Marista
- Full name: Marista Rugby Club
- Union: URC
- Nickname: Curas
- Founded: 1961; 65 years ago
- Location: Luján de Cuyo, Mendoza Province, Argentina
- Ground(s): La Carrodilla, Mendoza
- President: Fernando Podestá
- League: Top 10
- 2025: 1st.
| 1st kit | 2nd kit |

= Marista Rugby Club =

Rugby union and field hockey club in Mendoza, Argentina

Marista Rugby Club is an Argentine sports club based in Luján de Cuyo, a city in Mendoza Province. The rugby union team is member of the Unión de Rugby de Cuyo and currently plays in Torneo del Oeste, a regional league.

The club also has a field hockey section, which teams compete in tournaments organised by "Asociación Mendocina de Hockey sobre Césped" (Mendoza Field Hockey Association).

== History ==
Marista Rugby Club was founded in 1961 by Marist reverend Primo Brunato.

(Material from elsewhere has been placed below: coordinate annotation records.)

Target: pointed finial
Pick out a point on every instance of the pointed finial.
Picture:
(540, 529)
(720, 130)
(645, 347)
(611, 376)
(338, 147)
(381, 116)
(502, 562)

Founded in Mendoza the club has since moved to La Carrodilla, Luján de Cuyo, just outside the city.

The club has strong links with fellow marist clubs: Club Champagnat and Club Manuel Belgrano in Buenos Aires, Club San Luis in La Plata and Mar del Plata's Sporting. Together, these clubs take part in the annual Copa Marista friendly tournament.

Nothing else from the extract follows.